Overcoming trauma is not easy, it is not supposed to be, but just know that it’s a long way and we’ll get there. We’re all capable of healing and we deserve to be healed, we deserve to live a life where we aren’t constantly scared of the demon lurking in the corner, waiting to devour us. All we need is a little help and we’re here to help you take that first step: 


  • Acceptance: The first step towards recovery is acceptance. And now, acceptance isn’t easy, it’s difficult to look into the eyes of trauma and question it; take one step at a time. If you’re not able to do it today, it’s okay, do it tomorrow, if you can’t do it tomorrow, do it whenever you feel you can. Acceptance also implies accepting the fact that it is you who is getting affected by it and it’s you who can make a change, try when you feel you’re ready, there’s no rush, and there’s no success that is more important than your mental well being. 
  • Self-compassion- Know that what happened wasn’t your fault (and don’t let anyone convince you otherwise) and that your responses are totally understandable, there’s no right or ethical way of reacting, and you’re doing a great job just getting out of your bed and getting on with your life.  
  • Ask for help: If you need assistance to recover from your trauma, don’t be afraid to ask for it; there’s no shame in it, and it’s the bravest thing one can do. 

While stage: 

If your trauma persists, get professional assistance, there are a variety of therapies that might be beneficial, including: 

  • Psychotherapy: some forms of psychotherapy are also called talk therapy, one of them is CPT (Cognitive Processing Therapy). Sometimes your brain blocks the details of a traumatic event, it’s just a haze, and to understand an event you come to unhealthy conclusions like staying away from people because it’s not safe. CPT helps in correcting those conclusions and directs them to a healthier way. It usually consists of 12 sessions during which you and your therapist collaborate to understand the traumatic event. 
  • EMDR (Eye Movement Desensitization and Reprocessing)- Under this therapy, the therapist wiggles his fingers in front of your eyes and urges you to think about your experience. As a result, your brain interprets current reality from a new perspective. Although this may appear strange, it has proven to be an effective method for treating trauma, allowing people to let go of what had happened to them. This method is also cost-effective and WHO recommends it for the treatment of PTSD. 
  • Yoga and meditation – Albeit these might not be the strategies that can provide complete relief, they are often prescribed by therapists as a supplement to medication. Yoga can help you become more aware of your body, while meditation can help you focus on the present moment. 
  • Write: Writing about your experience or your life in general aids in the processing of trauma, and it is also recommended by therapists as a supplement to medicine. It can also shorten treatment time. 

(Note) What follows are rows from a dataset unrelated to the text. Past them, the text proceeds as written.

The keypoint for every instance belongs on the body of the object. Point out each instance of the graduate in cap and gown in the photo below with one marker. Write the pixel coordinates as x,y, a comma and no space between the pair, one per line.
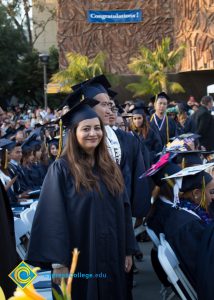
123,147
83,204
8,255
165,126
148,136
183,221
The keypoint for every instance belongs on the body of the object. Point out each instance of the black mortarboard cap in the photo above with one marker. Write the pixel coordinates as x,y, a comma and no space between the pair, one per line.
53,141
161,163
139,108
158,96
163,95
34,135
72,99
7,144
167,170
94,86
189,159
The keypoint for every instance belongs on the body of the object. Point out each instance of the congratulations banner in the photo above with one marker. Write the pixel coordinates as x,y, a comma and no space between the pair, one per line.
115,16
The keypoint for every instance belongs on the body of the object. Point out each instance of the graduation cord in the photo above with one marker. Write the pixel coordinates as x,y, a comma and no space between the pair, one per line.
159,128
203,195
183,163
60,139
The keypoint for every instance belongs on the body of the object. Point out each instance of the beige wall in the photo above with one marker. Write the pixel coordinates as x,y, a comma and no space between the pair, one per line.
185,21
48,36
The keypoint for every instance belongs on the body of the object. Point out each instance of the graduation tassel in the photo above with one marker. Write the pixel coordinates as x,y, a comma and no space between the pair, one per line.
183,163
6,159
167,129
60,139
203,195
169,181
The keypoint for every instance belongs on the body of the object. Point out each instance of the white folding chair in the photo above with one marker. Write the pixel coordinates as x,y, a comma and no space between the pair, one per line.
182,277
27,217
34,205
22,237
170,264
153,236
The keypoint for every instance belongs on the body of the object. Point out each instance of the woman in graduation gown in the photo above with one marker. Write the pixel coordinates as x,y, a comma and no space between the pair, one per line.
83,205
149,138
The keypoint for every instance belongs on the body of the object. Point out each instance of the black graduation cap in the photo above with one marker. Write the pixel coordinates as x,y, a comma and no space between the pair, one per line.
189,159
195,181
162,162
53,141
183,107
31,145
139,108
7,144
72,99
112,93
193,177
161,95
94,86
34,135
80,112
167,170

  • Have patience: While some people may heal faster, others can take a long time, just keep believing in the process and in your abilities to deal with ordeals. The path to healing isn’t simple; it’s crooked and full of thorns, but all you require is a little patience and self-love to get through it. 

If something isn’t working for you, don’t worry; there are plenty of other options which may. It won’t be easy; it wasn’t designed to be easy, but remember that you weren’t made for easy things either.